Bash Testing an Expression

Cited from the Book "Pro Bash Programming"

Expressions are deemed to be true or false by the test command or one of two nonstandard shell reserved words, [[ and ((. The test command compares strings, integers, and various file attributes; (( tests arithmetic expressions, and [[ ... ]] does the same as test with the additional feature of comparing regular expressions.

The -z and -n operators return successfully if their arguments are empty or nonempty.

$ [ -z "" ]
$ echo $?
0
$ test -n ""
$ echo $?
1
The greater-than and less-than symbols are used in bash to compare the lexical positions of strings and must be escaped to prevent them from being interpreted as redirection operators:

$ str1=abc
$ str2=def
$ test "$str1" \< "$str2"
$ echo $?
0
$ test "$str1" \> "$str2"
$ echo $?
1

For "test" command, "-a" (logical AND) and -o (logical OR) operators can be used to combine expression conditions.

Like test, [[ ... ]] evaluates an expression.
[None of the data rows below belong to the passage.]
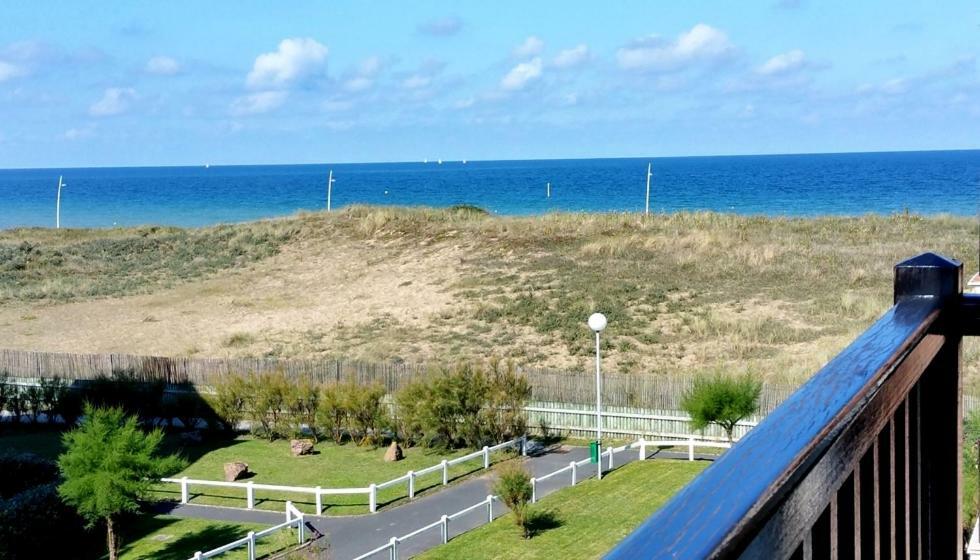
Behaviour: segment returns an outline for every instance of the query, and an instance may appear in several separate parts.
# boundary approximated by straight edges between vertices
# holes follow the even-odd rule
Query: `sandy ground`
[[[445,286],[461,251],[440,246],[403,258],[380,243],[293,245],[151,295],[0,307],[0,340],[48,351],[229,356],[275,353],[273,341],[306,332],[317,347],[304,353],[329,353],[340,326],[384,317],[421,328],[448,309]]]

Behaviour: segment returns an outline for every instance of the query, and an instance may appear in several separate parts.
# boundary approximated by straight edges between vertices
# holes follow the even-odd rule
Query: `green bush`
[[[320,390],[309,380],[302,380],[293,385],[286,395],[286,412],[289,429],[292,435],[305,435],[303,427],[309,429],[313,441],[319,439],[317,427],[317,409],[320,406]]]
[[[238,424],[248,419],[245,410],[248,382],[240,374],[229,374],[221,377],[212,389],[214,392],[208,395],[208,403],[221,425],[228,431],[234,431]]]
[[[761,392],[762,382],[751,374],[703,375],[694,379],[681,407],[691,416],[692,427],[703,430],[717,424],[731,442],[735,424],[759,410]]]
[[[337,443],[349,437],[359,445],[378,445],[382,430],[390,424],[384,396],[380,385],[327,385],[320,392],[317,426]]]
[[[80,389],[83,401],[98,408],[121,408],[142,424],[153,424],[163,416],[163,381],[145,381],[132,369],[100,375]]]
[[[58,496],[53,483],[0,500],[0,558],[97,558],[101,539]]]
[[[520,527],[524,538],[531,536],[528,526],[528,513],[531,506],[531,474],[518,463],[505,463],[497,471],[497,482],[493,493],[500,498],[514,515],[514,522]]]
[[[0,499],[5,499],[33,486],[54,482],[58,478],[58,467],[33,453],[2,454],[0,473],[3,473],[0,476]]]

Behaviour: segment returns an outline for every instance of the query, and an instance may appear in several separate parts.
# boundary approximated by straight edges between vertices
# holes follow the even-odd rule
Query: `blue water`
[[[333,207],[475,204],[499,214],[977,212],[980,150],[546,161],[0,170],[0,228],[199,226]],[[545,184],[551,182],[551,198]]]

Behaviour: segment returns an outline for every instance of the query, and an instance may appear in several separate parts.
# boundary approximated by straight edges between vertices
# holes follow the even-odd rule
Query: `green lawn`
[[[238,540],[249,531],[261,531],[265,525],[222,523],[201,519],[182,519],[168,515],[144,516],[125,528],[120,560],[187,560],[195,552]],[[277,531],[258,541],[258,555],[265,556],[296,544],[295,530]],[[104,558],[107,558],[106,555]],[[241,547],[223,554],[222,559],[247,557]]]
[[[34,427],[12,427],[0,432],[0,453],[10,451],[31,451],[45,457],[56,458],[61,452],[61,434],[54,430]],[[243,461],[255,476],[249,478],[256,483],[281,484],[286,486],[321,486],[323,488],[361,488],[372,482],[380,483],[404,475],[409,470],[419,470],[435,464],[442,459],[452,459],[470,452],[458,450],[445,452],[422,448],[405,448],[405,458],[397,463],[384,462],[385,448],[358,447],[353,444],[336,445],[333,442],[320,442],[316,453],[293,457],[289,453],[289,442],[277,440],[267,442],[251,436],[234,439],[209,440],[199,444],[181,441],[168,436],[164,441],[166,452],[177,452],[188,459],[184,471],[174,473],[174,477],[187,476],[200,480],[224,480],[224,463]],[[500,461],[510,456],[502,451],[491,456]],[[481,459],[467,461],[449,468],[450,479],[456,480],[483,467]],[[437,471],[416,478],[416,494],[424,494],[442,484],[442,472]],[[231,507],[245,507],[245,491],[237,488],[190,487],[190,501],[195,504],[209,504]],[[155,496],[161,499],[180,499],[177,484],[160,484]],[[389,506],[408,497],[408,485],[399,484],[378,491],[378,507]],[[292,500],[297,508],[313,513],[316,501],[310,494],[288,494],[284,492],[255,492],[255,507],[273,511],[284,511],[286,500]],[[324,496],[325,515],[351,515],[367,513],[367,494]]]
[[[418,556],[433,559],[598,558],[636,528],[708,463],[633,462],[542,499],[538,534],[522,538],[511,515]]]

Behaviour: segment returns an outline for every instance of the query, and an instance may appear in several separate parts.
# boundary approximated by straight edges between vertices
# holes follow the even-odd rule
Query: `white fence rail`
[[[647,450],[648,449],[651,449],[651,448],[660,448],[660,447],[687,447],[688,448],[688,460],[693,461],[694,460],[694,448],[695,447],[715,447],[715,448],[724,448],[724,449],[727,449],[727,448],[731,447],[731,444],[729,444],[727,442],[717,442],[717,441],[711,441],[711,440],[697,440],[697,439],[694,439],[694,438],[689,438],[686,441],[685,440],[643,440],[643,439],[640,439],[640,440],[637,440],[637,441],[635,441],[633,443],[630,443],[630,444],[627,444],[627,445],[621,445],[619,447],[607,447],[605,451],[603,451],[603,452],[601,452],[599,454],[599,464],[598,464],[598,468],[596,469],[597,478],[599,480],[602,480],[602,472],[603,472],[602,462],[603,461],[606,461],[606,468],[605,468],[606,471],[611,471],[611,470],[615,469],[616,466],[615,466],[614,456],[615,456],[616,453],[622,453],[623,451],[626,451],[628,449],[639,449],[639,457],[638,457],[638,459],[641,460],[641,461],[643,461],[643,460],[645,460],[647,458]],[[554,478],[556,476],[562,475],[564,473],[571,473],[571,486],[574,486],[575,484],[577,484],[579,482],[579,477],[578,477],[578,470],[579,470],[579,468],[581,468],[581,467],[583,467],[585,465],[590,464],[591,461],[592,461],[591,458],[585,458],[585,459],[582,459],[581,461],[571,461],[571,462],[569,462],[569,464],[568,464],[567,467],[562,467],[560,469],[557,469],[555,471],[552,471],[550,473],[541,475],[541,476],[536,477],[536,478],[535,477],[532,477],[531,478],[531,502],[532,503],[537,503],[537,501],[538,501],[538,491],[537,491],[537,485],[538,485],[538,483],[540,483],[540,482],[542,482],[544,480],[548,480],[549,478]],[[379,546],[379,547],[377,547],[377,548],[375,548],[375,549],[373,549],[371,551],[368,551],[368,552],[366,552],[366,553],[358,556],[354,560],[367,560],[368,558],[371,558],[371,557],[373,557],[373,556],[375,556],[377,554],[381,554],[383,552],[387,552],[388,553],[389,560],[398,560],[398,548],[399,548],[399,546],[402,543],[404,543],[408,539],[411,539],[412,537],[415,537],[417,535],[421,535],[422,533],[425,533],[426,531],[431,531],[431,530],[433,530],[433,529],[435,529],[437,527],[439,528],[439,534],[440,534],[440,537],[441,537],[442,544],[446,544],[447,542],[449,542],[449,523],[451,521],[453,521],[454,519],[458,519],[458,518],[462,517],[463,515],[466,515],[467,513],[470,513],[472,511],[479,510],[481,508],[485,508],[486,509],[486,512],[487,512],[486,522],[489,523],[489,522],[493,521],[493,512],[494,512],[494,510],[493,510],[493,502],[494,502],[494,500],[499,501],[500,498],[498,498],[497,496],[487,496],[487,498],[485,500],[481,501],[481,502],[478,502],[476,504],[473,504],[472,506],[470,506],[470,507],[468,507],[466,509],[462,509],[460,511],[457,511],[456,513],[453,513],[453,514],[450,514],[450,515],[443,515],[442,517],[439,518],[438,521],[435,521],[433,523],[430,523],[428,525],[425,525],[424,527],[420,527],[420,528],[412,531],[411,533],[402,535],[400,537],[391,537],[391,539],[387,543],[385,543],[385,544],[383,544],[383,545],[381,545],[381,546]]]
[[[381,482],[378,484],[371,483],[364,488],[322,488],[320,486],[309,487],[309,486],[285,486],[281,484],[260,484],[255,482],[225,482],[222,480],[199,480],[195,478],[188,478],[186,476],[180,478],[161,478],[161,482],[167,482],[171,484],[180,485],[180,503],[186,504],[190,500],[190,487],[193,486],[210,486],[219,488],[240,488],[245,493],[245,509],[255,508],[255,491],[275,491],[275,492],[288,492],[292,494],[308,494],[314,497],[316,500],[316,515],[321,515],[323,513],[323,496],[337,496],[337,495],[368,495],[368,511],[375,513],[378,511],[378,490],[383,490],[391,486],[397,486],[399,484],[408,485],[408,497],[415,497],[415,479],[419,476],[442,471],[442,485],[445,486],[449,484],[449,467],[453,465],[458,465],[466,461],[472,461],[474,459],[482,460],[482,468],[490,468],[490,454],[502,449],[514,448],[520,452],[521,455],[527,453],[527,436],[521,436],[519,438],[514,438],[510,441],[505,441],[503,443],[494,446],[484,446],[483,449],[479,451],[474,451],[467,455],[461,457],[456,457],[455,459],[446,460],[443,459],[440,463],[432,465],[424,469],[417,471],[408,471],[402,476],[393,478],[391,480]]]
[[[286,502],[286,521],[278,525],[273,525],[268,529],[263,529],[261,531],[249,531],[247,535],[238,539],[237,541],[231,541],[228,544],[219,546],[218,548],[211,549],[207,552],[195,552],[194,556],[190,560],[203,560],[204,558],[214,558],[215,556],[221,556],[222,554],[234,550],[239,547],[246,547],[248,551],[248,560],[255,560],[256,553],[256,543],[259,539],[267,537],[272,533],[281,531],[283,529],[288,529],[291,527],[296,527],[296,536],[298,539],[298,544],[303,544],[306,541],[306,520],[303,518],[303,512],[299,511],[293,506],[292,502]]]

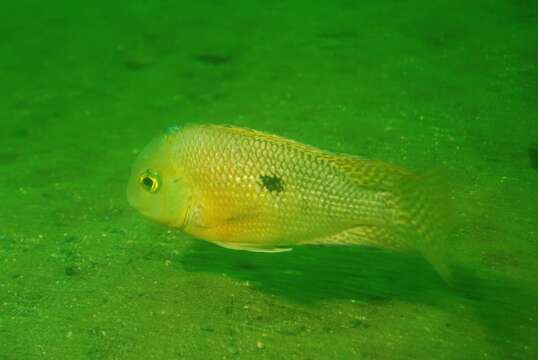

Unlike test, it is not a built-in command. It is part of the shell grammar and not subject to the same parsing as a built-in command. Parameters are expanded, but word splitting and file name expansion are not performed on words between [[ and ]].

A list is a sequence of one or more commands separated by semicolons, ampersands, control operators, or newlines. A list may be used as the condition in a while or until loop or as the body of any loop. The exit code of a list is the exit code of the last command in the list.